Ancestral Roofs

"In Praise of Older Buildings"

Tuesday, October 23, 2018

Precisely My Point

the manor-house of 'Horaceville'
I've loved this austere home for so long. I first saw its black and white image in Marion Macrae's Ancestral Roofs. The misty day on which I visited did its best to sustain the b&w effect. The austerity of the structure calls to mind a Cornish farmhouse.

This is the 1820s colonial Georgian home of Hamnet Kirkes Pinhey, English merchant who profited from his adventures in the Napoleonic wars, taking up a grant of 1000 acres of riverfront property in the newly opening Ottawa River area.
Pinhey's Point


His plan, well achieved, given the challenges of the era and the area, was to create an English community in the wilderness, with himself as lord of the manor, an industrious village around his feet. He called the place Horaceville, after his eldest son.

Pinhey's daughter did a watercolour of the estate in about 1837. Suppose it's public domain by now, so I'm sharing my imperfect photo of it here.
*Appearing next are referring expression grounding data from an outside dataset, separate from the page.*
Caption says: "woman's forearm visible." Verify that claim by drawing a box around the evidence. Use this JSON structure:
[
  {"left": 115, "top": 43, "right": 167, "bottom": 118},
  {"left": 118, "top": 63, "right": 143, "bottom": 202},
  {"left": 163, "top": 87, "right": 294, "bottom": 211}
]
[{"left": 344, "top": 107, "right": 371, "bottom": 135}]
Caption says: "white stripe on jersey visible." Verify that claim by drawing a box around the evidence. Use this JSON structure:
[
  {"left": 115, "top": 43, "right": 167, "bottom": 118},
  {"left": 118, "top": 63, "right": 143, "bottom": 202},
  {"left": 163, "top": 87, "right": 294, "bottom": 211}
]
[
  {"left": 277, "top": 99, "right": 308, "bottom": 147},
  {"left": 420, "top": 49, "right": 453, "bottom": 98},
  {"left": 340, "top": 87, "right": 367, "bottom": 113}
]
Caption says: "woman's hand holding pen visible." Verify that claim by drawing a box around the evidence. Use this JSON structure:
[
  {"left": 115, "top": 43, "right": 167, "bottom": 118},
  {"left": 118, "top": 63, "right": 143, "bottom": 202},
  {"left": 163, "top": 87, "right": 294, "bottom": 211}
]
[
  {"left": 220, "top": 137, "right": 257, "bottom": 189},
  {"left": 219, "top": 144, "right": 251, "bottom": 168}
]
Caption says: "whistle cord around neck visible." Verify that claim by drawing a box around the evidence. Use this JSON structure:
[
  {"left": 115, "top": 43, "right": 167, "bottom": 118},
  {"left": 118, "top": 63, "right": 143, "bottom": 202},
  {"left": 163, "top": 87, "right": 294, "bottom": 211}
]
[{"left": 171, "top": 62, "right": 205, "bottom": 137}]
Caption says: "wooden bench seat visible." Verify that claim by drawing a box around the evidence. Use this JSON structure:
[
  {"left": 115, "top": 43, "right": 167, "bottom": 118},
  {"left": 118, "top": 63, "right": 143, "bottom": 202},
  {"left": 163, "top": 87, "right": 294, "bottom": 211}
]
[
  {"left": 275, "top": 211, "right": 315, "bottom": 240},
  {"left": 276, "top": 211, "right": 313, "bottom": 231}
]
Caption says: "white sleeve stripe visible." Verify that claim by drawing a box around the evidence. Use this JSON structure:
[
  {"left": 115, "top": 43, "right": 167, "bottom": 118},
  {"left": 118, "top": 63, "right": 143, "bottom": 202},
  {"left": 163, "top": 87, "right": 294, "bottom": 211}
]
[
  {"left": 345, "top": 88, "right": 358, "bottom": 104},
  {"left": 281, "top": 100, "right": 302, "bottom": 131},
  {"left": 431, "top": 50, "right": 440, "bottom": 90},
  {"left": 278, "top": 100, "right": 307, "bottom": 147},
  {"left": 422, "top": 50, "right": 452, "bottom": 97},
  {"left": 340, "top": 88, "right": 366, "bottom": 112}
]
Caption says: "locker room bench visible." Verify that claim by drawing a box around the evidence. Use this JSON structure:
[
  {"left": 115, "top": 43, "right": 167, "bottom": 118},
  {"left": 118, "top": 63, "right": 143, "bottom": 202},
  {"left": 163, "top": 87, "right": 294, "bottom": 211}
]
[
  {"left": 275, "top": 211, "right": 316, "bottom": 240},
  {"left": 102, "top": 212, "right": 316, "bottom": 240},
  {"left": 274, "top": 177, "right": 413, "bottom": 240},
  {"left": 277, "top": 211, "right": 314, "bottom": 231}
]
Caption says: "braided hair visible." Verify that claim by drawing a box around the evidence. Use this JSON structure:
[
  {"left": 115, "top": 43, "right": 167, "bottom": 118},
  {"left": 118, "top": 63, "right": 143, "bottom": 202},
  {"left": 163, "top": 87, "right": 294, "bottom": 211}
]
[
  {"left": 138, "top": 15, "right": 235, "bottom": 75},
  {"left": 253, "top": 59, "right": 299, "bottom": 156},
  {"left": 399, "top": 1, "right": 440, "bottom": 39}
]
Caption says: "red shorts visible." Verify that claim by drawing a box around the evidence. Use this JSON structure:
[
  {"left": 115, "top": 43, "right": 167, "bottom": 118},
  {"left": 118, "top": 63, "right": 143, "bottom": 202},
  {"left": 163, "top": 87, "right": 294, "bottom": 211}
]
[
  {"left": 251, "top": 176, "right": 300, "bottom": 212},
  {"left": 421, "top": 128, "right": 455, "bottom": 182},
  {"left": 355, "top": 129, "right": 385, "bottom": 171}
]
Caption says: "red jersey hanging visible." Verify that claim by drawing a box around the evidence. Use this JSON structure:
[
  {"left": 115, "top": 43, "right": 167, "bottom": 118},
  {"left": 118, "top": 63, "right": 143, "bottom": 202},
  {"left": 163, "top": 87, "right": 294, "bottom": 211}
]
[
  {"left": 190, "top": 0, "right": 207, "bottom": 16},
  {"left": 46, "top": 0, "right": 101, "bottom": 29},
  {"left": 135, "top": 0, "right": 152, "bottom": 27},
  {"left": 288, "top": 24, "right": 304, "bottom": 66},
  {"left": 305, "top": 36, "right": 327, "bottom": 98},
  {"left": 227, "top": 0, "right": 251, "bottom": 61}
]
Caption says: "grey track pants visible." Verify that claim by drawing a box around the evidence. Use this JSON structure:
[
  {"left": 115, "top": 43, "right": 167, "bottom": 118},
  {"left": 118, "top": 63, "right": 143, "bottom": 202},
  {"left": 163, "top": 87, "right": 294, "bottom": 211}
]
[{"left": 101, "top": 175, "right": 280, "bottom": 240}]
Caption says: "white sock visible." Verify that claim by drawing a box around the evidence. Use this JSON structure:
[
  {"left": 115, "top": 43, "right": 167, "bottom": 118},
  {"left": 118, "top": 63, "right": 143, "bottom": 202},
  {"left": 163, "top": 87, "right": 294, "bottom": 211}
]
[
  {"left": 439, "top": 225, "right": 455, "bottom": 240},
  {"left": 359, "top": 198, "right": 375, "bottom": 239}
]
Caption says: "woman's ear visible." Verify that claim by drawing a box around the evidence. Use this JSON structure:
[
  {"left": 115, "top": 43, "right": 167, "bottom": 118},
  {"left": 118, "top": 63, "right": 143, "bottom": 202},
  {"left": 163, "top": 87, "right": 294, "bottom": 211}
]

Notice the church for which he donated land and funds. Very English gentry of him. He was a social and political leader, to be sure. The siting of his estate symbolized his social status.


I stood on the steps of the central bay of the conjoined houses, looking out on the Ottawa River, as Pinhey might have done, imagining myself lord of all I surveyed, and marvelling over what he managed to create in what would have been a wild wilderness indeed. Below him along the Ottawa River would appear occasionally the temporary shelters of the area's first peoples, and then the shanties of loggers (the trade in squared timber, made viable by Napoleon's blockade, was underway by 1806,  Philemon Wright proving the timbers could be floated down-river and rafted for travelling onward to Montreal.)
south wing to the right (1848/9)

The manor house is part of  the almost 200 year old estate. It's heart-breakingly picturesque with its wooded areas, grassy hillsides, stone and log ruins, a terraced home garden, and the point itself (currently closed for rehabilitation, so popular it is) on the edge of the Ottawa River. Throughout the property (a good workout due to the terrain) are interpretive panels with just the right amount of history and architecture.

Perhaps I should just leave you to wander and make your own connections. I'll leave a few hints in the photo captions.

To the right of this photo is the ruin of a good stone kitchen which once joined to the log section of the house.

I read that three exterior walls of the house were stuccoed smooth and scored in imitation of ashlar stone, a common enough strategy for uncommon early stone houses with pretentions.


Clearly, the manor house was built in sections. The right side in these photos was the 1822/25 ballroom addition to an even earlier log/clapboard section. The c1837 watercolour shows the log section, I believe, and the first  stone section.

The centre section, with the elliptical transom above a wide doorcase, was added in 1841/2.

Georgian symmetry prevailed. Notice how  the symmetrical three-bay sections to right and left, with their louvred false entrances and semi-circular heads, balance the centre bay with its latticed sidelights and "shallow segmental Regency arch, structurally sound but here, visually unhappy" (Macrae, p.75)




This doorway opens into the entrance hall. Rooms opened to right and left, the library leading further in to the drawing room. Just how far inside the door one got depended on one's social standing.

In another post, I'll show some photos of the interior, and tell more stories. What isn't obvious is the graceful processional stairway leading to a dining room on a half-level at the back. The whole place felt spartan and cold, echo-y creaking spaces with wood floors and panelled walls, bringing to mind that series with BBC's Amanda Vickery, At Home with the Georgians.






Couldn't find much information about the stable, built 1822. But the stone-work, of two colours of local stone, is gorgeous.
The Ash House is just one of many evocative and well-interpreted ruins scattered casually about the estate.
voted best view from an ash house, ever


ruins of the 1820s kitchen

main house kitchen lighting

The Pinhey's Point Foundation website contains a great chronology, and a 1941 photo showing the 1820/21 log house clad in clapboard. This log wing was removed after it collapsed in the 1970s and the stone kitchen to which it had connected was stablilized for safety (and historical) reasons.







Here's another site with Horaceville history. I'd forgotten to mention the church, the grist and sawmills, lime kiln, granary and malt kiln, housing for estate workers and the seven cannons.










Pinhey's Point is an Ontario Heritage Trust site operated by the City of Ottawa, with 88 acres of recreational space, special history events and the well-interpreted historic house.